P.130)もし会社の仕事がめちゃくちゃ楽しくて、同僚や上司と一緒にいることが楽しかったら、どうなるのでしょうか。(中略)カマコンのようなコミュニティは、プロジェクトに取り組むことをしっかりと設計することで、よりコミュニティが強化されたり、一方で、会社のようなもともとはプロジェクト重視だったところが、コミュニティの要素を入れることで、プロジェクトでの成果を出しやすくなる。そんな現象が生まれているように感じるのです。その結果として、会社と課外活動、コミュニティとプロジェクト。
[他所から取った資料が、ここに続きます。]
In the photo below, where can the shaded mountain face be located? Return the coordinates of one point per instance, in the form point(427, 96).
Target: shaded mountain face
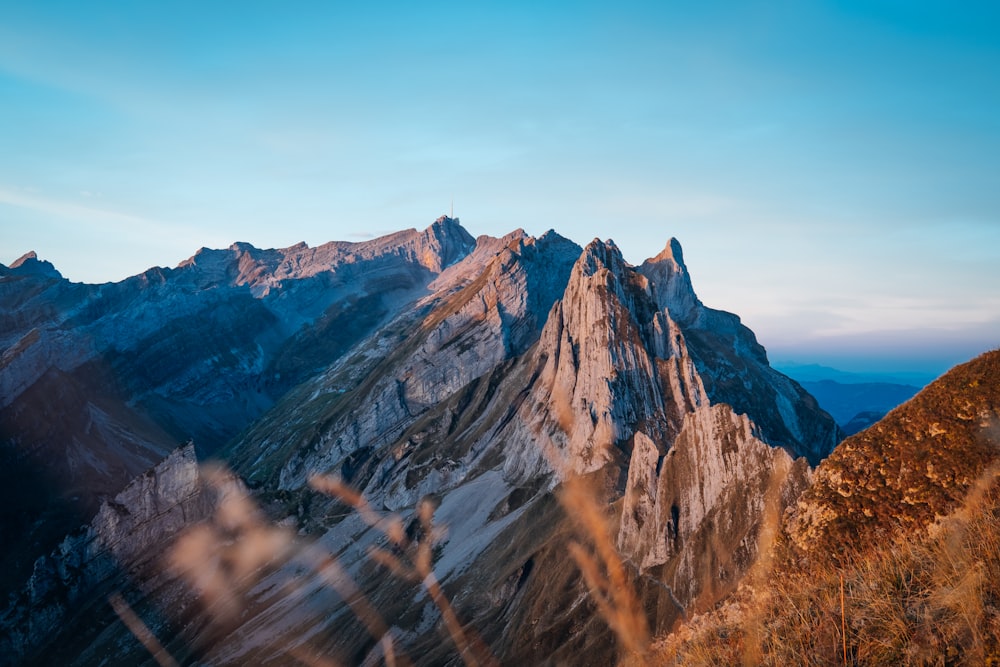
point(479, 376)
point(100, 382)
point(856, 406)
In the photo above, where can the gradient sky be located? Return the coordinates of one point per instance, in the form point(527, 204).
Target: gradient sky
point(832, 169)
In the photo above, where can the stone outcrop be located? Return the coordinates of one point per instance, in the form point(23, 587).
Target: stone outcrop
point(126, 533)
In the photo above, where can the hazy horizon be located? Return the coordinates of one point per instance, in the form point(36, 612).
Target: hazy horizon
point(828, 168)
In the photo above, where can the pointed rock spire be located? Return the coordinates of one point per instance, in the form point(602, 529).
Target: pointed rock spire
point(29, 264)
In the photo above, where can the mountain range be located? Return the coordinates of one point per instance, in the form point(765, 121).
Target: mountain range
point(428, 446)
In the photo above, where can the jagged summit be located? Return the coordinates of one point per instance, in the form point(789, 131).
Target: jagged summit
point(424, 363)
point(29, 264)
point(671, 283)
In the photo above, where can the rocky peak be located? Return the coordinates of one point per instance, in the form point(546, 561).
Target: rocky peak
point(671, 283)
point(28, 264)
point(446, 242)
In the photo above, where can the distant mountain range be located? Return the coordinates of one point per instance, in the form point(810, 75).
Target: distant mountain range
point(435, 448)
point(854, 400)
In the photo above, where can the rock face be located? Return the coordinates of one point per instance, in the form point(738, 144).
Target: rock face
point(124, 533)
point(100, 382)
point(479, 376)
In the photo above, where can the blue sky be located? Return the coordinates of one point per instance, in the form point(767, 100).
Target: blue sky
point(832, 169)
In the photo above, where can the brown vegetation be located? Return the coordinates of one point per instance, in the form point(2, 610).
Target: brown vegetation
point(932, 600)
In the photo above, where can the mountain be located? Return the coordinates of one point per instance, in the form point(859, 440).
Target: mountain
point(857, 406)
point(912, 466)
point(464, 389)
point(891, 554)
point(100, 382)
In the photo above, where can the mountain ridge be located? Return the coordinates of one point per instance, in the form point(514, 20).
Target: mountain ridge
point(477, 374)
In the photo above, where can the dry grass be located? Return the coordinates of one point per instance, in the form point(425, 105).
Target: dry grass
point(932, 600)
そうしたものの境界線が少しずつ希薄化しているのではないかと思います。
………
著名人のオンラインサロンなどでは、「お金を出して参加し、一緒に仕事をする」形態も広がりつつある。これは、人事としては考えさせられるテーマ。
・仕事は苦行であり、給与や昇進昇格や評価で働かさせるのだ(外発的動機)
・単純に面白いから、ワクワクするから、お金を出してでも働く(内発的動機)
という対比なのであれば、会社の方が、内発的動機をベースにした形に進化しなくてはならない。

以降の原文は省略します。